Ia menyusuri sisi meja yang lain dan menyentuh buku-bukuku, “Aku boleh lihat buku musikmu?” tanyanya.
“Boleh, ada di laci,” aku tetap sibuk pada pekerjaanku, belajar untuk ujian di sekolah besok.
“Ves? Ini apa?” tanya Christin saat mengambil sebuah kotak. Itu ... dia tidak boleh melihatnya!
“Jangan liat!” refleks aku merebut kotak itu, tapi terlambat, ia sudah mengambil salah satu kertas dari sana dan membacanya.
“ ‘Christin sayang sama gue ga ya? Gue sayang, sayang banget sama dia,” Christin membaca surat itu keras-keras, membuat wajahku merah padam, “‘Tapi gue ngerasa gue ga pantes banget buat dia. Apalagi waktu Kak Donny bilang ke gue dulu, kalau Christin itu ga pernah tertarik sama gue...’
“Sejak kapan aku pernah bilang begitu, Ves?” tanyanya heran sambil terkikik geli. Mungkin dikiranya aku ini aneh, suka curhat-curhatan, seperti cewek saja.
“Bukannya kata Kak Donny kamu bilang begitu?” tanyaku.

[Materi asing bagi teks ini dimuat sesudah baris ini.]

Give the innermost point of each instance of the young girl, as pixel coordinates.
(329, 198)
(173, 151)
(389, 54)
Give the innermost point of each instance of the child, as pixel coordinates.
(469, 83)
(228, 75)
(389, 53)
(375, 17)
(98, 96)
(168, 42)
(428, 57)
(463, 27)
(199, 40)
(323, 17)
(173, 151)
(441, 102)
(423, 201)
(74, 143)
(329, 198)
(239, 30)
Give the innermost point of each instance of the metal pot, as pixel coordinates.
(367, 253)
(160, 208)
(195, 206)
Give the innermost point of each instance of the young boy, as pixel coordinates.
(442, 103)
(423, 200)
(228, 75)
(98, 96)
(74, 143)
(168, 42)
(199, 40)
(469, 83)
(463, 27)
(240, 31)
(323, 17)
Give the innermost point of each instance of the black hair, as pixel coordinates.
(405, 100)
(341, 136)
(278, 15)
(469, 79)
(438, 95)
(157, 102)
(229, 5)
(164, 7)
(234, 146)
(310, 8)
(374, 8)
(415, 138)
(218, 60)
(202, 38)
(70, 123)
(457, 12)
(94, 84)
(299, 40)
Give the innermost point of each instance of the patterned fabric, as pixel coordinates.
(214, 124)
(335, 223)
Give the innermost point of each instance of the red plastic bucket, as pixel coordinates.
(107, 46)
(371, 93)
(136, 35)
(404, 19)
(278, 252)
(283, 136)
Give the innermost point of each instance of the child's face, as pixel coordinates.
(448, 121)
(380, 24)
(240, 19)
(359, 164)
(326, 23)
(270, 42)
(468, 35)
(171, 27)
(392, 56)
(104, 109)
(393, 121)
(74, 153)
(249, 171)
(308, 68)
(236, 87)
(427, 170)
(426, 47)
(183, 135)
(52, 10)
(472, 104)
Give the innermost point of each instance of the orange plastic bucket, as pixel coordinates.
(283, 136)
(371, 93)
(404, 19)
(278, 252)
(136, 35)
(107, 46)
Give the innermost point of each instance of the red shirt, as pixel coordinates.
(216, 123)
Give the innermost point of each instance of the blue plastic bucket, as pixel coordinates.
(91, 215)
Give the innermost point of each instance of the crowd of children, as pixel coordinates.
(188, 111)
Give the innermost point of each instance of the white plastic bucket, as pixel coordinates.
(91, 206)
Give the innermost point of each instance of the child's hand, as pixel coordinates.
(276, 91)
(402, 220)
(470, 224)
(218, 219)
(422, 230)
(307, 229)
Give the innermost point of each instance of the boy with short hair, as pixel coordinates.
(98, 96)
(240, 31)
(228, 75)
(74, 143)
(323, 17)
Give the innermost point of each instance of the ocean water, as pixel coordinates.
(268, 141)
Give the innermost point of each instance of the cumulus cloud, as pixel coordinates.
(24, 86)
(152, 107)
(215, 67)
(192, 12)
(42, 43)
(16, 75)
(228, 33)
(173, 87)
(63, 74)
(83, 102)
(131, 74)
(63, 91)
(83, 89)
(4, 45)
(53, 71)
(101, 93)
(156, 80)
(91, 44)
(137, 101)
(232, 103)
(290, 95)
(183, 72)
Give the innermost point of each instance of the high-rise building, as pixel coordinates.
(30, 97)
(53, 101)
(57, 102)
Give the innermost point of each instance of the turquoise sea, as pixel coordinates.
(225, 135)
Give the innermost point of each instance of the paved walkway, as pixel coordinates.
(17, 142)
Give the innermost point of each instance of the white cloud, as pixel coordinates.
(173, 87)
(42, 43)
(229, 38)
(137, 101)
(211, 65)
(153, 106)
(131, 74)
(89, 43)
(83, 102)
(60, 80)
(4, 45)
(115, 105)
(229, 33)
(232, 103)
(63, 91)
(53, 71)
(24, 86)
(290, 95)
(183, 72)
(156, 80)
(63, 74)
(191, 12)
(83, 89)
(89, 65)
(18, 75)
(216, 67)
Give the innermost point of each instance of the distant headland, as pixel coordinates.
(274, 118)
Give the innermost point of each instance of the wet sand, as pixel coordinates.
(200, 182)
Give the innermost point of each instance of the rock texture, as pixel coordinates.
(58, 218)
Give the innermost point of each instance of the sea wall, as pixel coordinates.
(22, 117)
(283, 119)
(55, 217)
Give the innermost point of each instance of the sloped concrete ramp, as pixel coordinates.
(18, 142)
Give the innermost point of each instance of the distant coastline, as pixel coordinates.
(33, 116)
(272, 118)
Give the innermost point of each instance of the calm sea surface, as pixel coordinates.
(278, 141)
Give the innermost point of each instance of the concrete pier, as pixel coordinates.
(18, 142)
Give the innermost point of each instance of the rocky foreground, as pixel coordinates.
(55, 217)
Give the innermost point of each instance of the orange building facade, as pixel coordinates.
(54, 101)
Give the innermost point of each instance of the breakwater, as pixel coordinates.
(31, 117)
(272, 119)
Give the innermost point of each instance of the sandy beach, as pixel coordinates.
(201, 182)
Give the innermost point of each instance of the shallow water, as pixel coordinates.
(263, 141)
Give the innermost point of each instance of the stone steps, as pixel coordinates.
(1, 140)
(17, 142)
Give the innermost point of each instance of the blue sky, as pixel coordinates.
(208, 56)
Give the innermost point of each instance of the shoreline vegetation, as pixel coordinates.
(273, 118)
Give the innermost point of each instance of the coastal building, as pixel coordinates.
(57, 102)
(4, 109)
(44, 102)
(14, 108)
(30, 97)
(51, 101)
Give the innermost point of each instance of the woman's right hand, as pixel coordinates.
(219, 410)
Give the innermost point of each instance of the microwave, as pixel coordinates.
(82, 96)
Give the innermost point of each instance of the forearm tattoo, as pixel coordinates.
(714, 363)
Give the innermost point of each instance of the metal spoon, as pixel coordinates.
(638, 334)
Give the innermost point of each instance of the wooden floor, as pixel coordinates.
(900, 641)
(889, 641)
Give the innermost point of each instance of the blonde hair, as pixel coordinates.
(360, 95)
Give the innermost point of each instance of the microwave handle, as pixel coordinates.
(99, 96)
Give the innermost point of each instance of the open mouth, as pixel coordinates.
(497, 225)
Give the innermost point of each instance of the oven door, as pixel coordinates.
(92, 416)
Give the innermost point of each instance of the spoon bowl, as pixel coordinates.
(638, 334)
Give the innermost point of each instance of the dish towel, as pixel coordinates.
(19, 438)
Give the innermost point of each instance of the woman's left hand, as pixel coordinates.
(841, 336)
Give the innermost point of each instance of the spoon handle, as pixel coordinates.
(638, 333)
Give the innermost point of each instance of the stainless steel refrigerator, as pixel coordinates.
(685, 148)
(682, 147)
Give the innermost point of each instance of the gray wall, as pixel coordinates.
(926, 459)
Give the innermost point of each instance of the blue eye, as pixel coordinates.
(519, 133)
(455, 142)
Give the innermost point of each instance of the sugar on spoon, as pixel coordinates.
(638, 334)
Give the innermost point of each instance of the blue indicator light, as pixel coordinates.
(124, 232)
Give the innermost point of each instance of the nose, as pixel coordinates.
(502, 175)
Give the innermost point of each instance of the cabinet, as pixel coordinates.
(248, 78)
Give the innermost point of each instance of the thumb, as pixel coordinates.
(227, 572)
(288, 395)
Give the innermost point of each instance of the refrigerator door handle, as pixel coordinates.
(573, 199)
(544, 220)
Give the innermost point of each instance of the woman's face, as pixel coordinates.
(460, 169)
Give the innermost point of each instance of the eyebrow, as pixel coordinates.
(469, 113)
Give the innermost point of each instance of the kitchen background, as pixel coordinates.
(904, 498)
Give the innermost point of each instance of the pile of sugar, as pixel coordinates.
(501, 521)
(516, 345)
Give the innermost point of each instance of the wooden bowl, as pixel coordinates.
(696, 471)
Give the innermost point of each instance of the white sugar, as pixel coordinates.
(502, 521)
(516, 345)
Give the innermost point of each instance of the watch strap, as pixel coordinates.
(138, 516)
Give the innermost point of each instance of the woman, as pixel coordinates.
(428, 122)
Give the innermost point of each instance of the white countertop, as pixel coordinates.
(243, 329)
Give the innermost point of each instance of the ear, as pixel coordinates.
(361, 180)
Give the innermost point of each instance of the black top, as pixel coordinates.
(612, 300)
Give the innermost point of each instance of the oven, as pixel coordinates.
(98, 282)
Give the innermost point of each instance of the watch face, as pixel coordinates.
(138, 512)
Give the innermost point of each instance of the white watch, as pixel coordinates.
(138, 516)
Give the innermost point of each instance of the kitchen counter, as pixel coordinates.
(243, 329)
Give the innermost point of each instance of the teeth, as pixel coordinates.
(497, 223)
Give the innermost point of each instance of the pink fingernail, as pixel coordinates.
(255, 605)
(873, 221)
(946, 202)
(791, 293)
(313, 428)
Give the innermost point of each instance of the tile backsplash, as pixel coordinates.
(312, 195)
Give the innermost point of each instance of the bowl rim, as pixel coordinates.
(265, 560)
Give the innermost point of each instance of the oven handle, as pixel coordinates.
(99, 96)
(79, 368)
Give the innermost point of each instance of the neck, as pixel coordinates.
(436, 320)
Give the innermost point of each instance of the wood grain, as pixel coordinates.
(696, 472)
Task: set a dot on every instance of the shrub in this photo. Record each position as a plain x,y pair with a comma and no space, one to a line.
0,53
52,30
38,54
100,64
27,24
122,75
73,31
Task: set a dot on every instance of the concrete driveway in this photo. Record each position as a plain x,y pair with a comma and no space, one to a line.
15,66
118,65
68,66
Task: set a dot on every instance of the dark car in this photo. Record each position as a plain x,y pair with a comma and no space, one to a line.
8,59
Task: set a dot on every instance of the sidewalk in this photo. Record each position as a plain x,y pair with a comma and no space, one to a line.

Christin menggeleng, “Yah, dulu aku memang pernah bilang kalau aku tertarik sama cowok yang lebih dewasa. Tapi aku akhirnya sadar kalau aku ga boleh seenaknya mengelompokkan cowok menurut tipe seperti itu. Mungkin Kak Donny salah paham.”
Apa aku bermimpi?
“Karena sebetulnya aku juga sayang sama kamu, Ves.”
Ia menghampiriku lebih dekat, dan aku memeluknya erat.
“Makasih, Chris!” ujarku bahagia. Sangat bahagia. Kurasakan jantungnya berdebar cepat sama seperti jantungku, membuktikan bahwa ucapannya tadi memang tak cuma bualan belaka.
Kalau ini memang cuma mimpi, tolong jangan bangunkan aku dari mimpi ini. Aku sampai tidak dapat melukiskan kebahagiaanku dengan kata-kata. Ternyata Christin juga membalas perasaanku!
Aku akan terus berusaha menjagamu. Mungkin aku bukan tipe impianmu seperti yang kau bilang itu, tapi percayalah, aku akan berusaha menepati janjiku.